Gesundheit und Umwelt
Die Gesundheit und die Lebenserwartung hängen stark von den
Umweltbedingungen und deren Veränderungen ab. Somit beeinflussen sie
auch die reproduktive Gesundheit und die sozialen und
wirtschaftlichen Entwicklungsaussichten. Jährlich sterben 12 Millionen an
verschmutztem Trinkwasser, 90 Prozent der Malariainfektionen und 90 Prozent der
Durchfallserkrankungen könnten durch einfache ökologische
Interventionen vermieden werden. Die Migration und der Handel
zwischen ländlichen und städtischen Gebieten tragen ebenfalls zur
Ausbreitung von Krankheiten bei.
Die Luftverschmutzung fordert jährlich zwischen 2,7 und 3 Milliarden
Tote weltweit. In Europa leiden 10-20 Prozent der Kinder an
Atemswegerkrankungen, die ihre Ursache in der Emission von
Schwefeldioxide, Kohlenmonoxide, Ozon Blei etc. haben. Aufgelöst in
Niederschlägen als saurer Regen auftretend schädigen diese
Schadstoffe neben Gebäuden auch die biologische Produktivität von
Böden und Wasserläufen.
Endokrin wirksame Umweltchemikalien (wie Pthalate, PCB, Dioxine
und Pestizide) finden über die Nahrungsmittelkette ihren Weg in den
menschlichen Körper. Sie greifen in den Hormonhaushalt ein und können
Unfruchtbarkeit bei Frauen, Fehlgeburten, reduzierte Spermienzahl bei
Männern, Hoden- und Prostatakrebs, verfrühtes Einsetzen der Pubertät
bei Mädchen, Brust- Eierstock- und Gebärmutterkrebs bewirken.

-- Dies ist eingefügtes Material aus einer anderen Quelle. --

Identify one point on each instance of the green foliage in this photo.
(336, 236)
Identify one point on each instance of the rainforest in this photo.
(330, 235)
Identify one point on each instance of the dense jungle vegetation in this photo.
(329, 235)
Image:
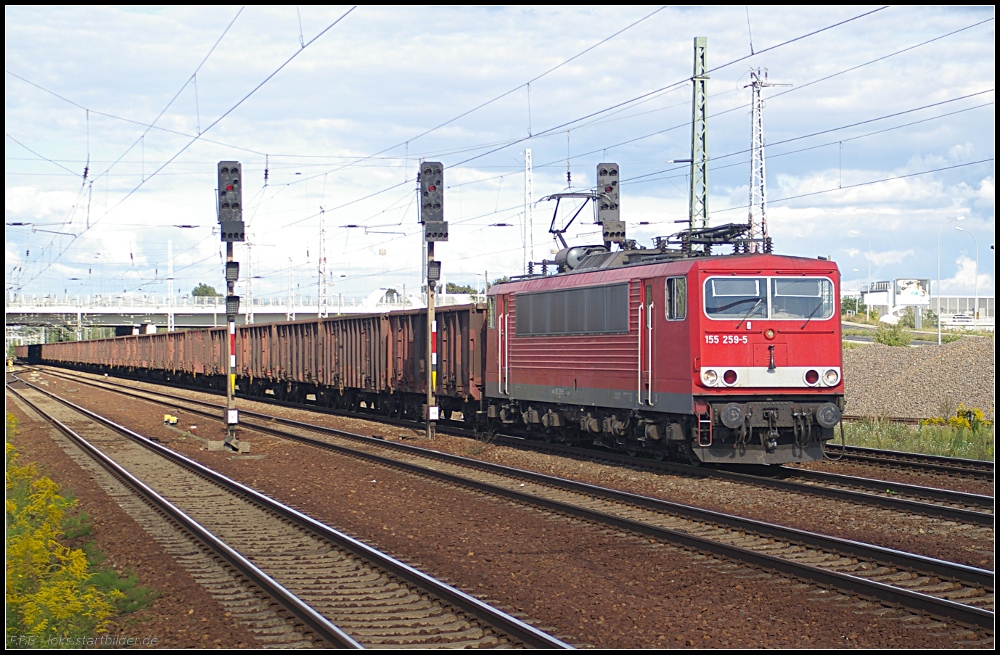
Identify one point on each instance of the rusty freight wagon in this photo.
(376, 362)
(372, 361)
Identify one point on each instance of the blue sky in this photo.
(887, 131)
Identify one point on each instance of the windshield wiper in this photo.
(747, 315)
(811, 314)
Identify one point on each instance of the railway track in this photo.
(974, 468)
(924, 584)
(957, 506)
(340, 590)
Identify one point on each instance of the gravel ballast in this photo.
(920, 382)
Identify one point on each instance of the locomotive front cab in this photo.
(768, 365)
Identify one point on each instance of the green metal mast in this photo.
(699, 136)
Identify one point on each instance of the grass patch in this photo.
(124, 589)
(892, 335)
(943, 440)
(54, 593)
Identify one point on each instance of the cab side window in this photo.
(675, 294)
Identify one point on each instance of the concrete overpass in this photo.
(145, 312)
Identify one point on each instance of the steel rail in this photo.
(983, 469)
(854, 584)
(885, 486)
(298, 608)
(513, 627)
(951, 513)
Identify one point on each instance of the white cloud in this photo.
(964, 280)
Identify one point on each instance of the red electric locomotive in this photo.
(733, 359)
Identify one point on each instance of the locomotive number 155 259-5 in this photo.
(731, 339)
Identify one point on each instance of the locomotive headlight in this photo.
(828, 415)
(731, 416)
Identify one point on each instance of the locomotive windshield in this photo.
(776, 298)
(736, 297)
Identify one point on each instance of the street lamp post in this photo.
(975, 301)
(958, 218)
(857, 233)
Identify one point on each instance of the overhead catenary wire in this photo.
(353, 202)
(209, 127)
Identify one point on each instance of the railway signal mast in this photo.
(231, 230)
(431, 178)
(758, 179)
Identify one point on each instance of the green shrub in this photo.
(892, 335)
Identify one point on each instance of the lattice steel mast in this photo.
(699, 137)
(758, 179)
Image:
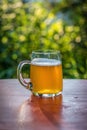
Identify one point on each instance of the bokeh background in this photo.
(27, 25)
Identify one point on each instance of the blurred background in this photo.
(27, 25)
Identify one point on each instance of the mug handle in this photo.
(26, 84)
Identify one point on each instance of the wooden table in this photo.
(20, 110)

Die wirksamsten Medikamente der modernen Medizin basieren aus
Stoffen, die aus Pflanzen und Tieren gewonnen wurden -von Lebewesen,
die vor allem in tropischen Regionen mit einer hohen Artenvielfalt
leben, die einem steigenden Druck durch den Menschen ausgesetzt sind.
Eine höhere Pflanzenvielfalt auf einem Feld kann die Erträge und die
Widerstandskraft gegenüber Schädlingen steigern - dieses Wissen, das
von traditionellen Kulturen lange genutzt, ist aber durch die Suche
nach kostengünstigeren Methoden der Nahrungsmittelproduktion in
Vergessenheit geraten.
Die Ursachen und Folgen von HIV/AIDS sind eng mit Armut,
Unterernährung, Gleichstellung der Geschlechter und unsichere
Einkommensverhältnisse verbunden. Die AIDS Pandemie entzieht der
Landwirtschaft geschulte Arbeitskräfte, konfrontiert Frauen mit
zusätzlichen Aufgaben wie der des Haushaltungsvorstandes und hat
massive Auswirkungen auf das kommunale Netz, das durch die Versorgung
der zurückbleibenden AIDS-Waisen und Alten schwer belastet wird.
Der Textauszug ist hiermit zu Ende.